Desire: it drives you, pushes you forward in life, and only by satisfying this yearning will happiness be possible. Blindness: some choose to ignore reality and bring this upon themselves, while others are simply unable to see life in its true light. When examined closely, the main characters in A Streetcar Named Desire each have individual desires, and each exhibits a type of blindness. The theme of A Streetcar Named Desire is the search for fulfillment, but these searches are misguided, because the characters are unable to grasp reality. Blindness to reality and desire for fulfillment play a crucial role when analyzing A Streetcar Named Desire. These two elements are especially vital to understand the main protagonist, Blanche Dubois.

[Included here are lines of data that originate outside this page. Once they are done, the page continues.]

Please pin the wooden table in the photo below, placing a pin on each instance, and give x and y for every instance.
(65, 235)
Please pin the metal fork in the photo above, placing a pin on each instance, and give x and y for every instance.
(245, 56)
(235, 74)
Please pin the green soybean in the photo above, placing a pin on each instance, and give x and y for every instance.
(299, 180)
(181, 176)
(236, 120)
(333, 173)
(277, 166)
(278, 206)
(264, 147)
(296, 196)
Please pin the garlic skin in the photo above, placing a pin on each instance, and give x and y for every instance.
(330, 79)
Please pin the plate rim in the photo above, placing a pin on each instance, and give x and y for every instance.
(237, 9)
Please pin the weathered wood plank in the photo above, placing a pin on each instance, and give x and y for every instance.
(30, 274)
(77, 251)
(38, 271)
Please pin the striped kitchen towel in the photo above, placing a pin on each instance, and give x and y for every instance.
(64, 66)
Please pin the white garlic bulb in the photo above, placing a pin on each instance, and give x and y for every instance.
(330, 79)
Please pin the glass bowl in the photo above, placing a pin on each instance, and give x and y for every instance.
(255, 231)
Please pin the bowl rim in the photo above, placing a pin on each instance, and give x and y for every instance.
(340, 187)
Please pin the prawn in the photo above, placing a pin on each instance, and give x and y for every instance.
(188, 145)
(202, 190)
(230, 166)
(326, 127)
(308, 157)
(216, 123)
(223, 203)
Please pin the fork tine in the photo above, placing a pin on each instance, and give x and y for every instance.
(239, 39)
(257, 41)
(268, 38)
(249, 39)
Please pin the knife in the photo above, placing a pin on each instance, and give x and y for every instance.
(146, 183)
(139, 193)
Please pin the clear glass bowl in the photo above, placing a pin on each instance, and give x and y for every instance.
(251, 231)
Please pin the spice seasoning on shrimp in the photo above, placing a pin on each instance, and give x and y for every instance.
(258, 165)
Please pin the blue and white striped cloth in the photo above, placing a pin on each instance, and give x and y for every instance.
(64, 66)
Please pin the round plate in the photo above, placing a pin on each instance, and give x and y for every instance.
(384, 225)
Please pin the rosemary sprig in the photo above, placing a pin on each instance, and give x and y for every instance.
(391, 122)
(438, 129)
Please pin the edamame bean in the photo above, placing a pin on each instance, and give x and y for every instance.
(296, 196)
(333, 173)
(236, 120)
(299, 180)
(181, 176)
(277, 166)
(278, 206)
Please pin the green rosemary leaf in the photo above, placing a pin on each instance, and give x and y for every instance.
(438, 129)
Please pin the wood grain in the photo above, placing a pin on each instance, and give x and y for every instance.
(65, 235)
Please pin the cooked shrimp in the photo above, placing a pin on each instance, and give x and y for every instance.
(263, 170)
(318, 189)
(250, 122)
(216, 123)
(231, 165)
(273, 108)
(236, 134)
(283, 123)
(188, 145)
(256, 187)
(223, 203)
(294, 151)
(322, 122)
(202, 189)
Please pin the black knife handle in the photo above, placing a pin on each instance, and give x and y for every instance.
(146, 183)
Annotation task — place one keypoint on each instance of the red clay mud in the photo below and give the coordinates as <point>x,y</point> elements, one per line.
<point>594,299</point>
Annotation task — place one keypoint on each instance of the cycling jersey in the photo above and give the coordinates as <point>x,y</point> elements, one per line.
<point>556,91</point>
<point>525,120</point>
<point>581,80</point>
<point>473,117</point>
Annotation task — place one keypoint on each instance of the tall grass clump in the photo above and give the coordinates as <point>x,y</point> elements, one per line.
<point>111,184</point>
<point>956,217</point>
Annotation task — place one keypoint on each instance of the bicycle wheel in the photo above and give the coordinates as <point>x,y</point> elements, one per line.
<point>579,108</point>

Analyzing Blanche Dubois is fascinating, yet difficult, because of the complexity of her character. First seen clothed in a manner fit for a high-society afternoon tea, her dress starkly contrasts with the part of town in which she arrives. Tennessee Williams describes her appearance as "incongruous- to the setting of the play (Scene 5). She is dressed completely in white, a symbol of innocence and purity. Yet the drama occurs at Elysian Fields, a low-class section of the French Quarter in New Orleans. Blanche is portrayed as delicate, sensitive, and refined, while her surroundings are dirty, run-down, and anything but sophisticated. The contrast between the settings of the play .
and manner in which Blanche dresses provides the reader with his first glimpse of a major conflict in the drama: the true reality of life versus created illusion. Tennessee Williams is famous for dressing his most degenerate characters ironically in all white, so this provides readers with another clue about Blanche. We learn that Blanche refuses to see life realistically, and prefers fantasy, or as she calls it, "magic."" She says in scene nine, "I don't want realism! I want magic! Yes, yes, magic!" (Williams, Scene 9).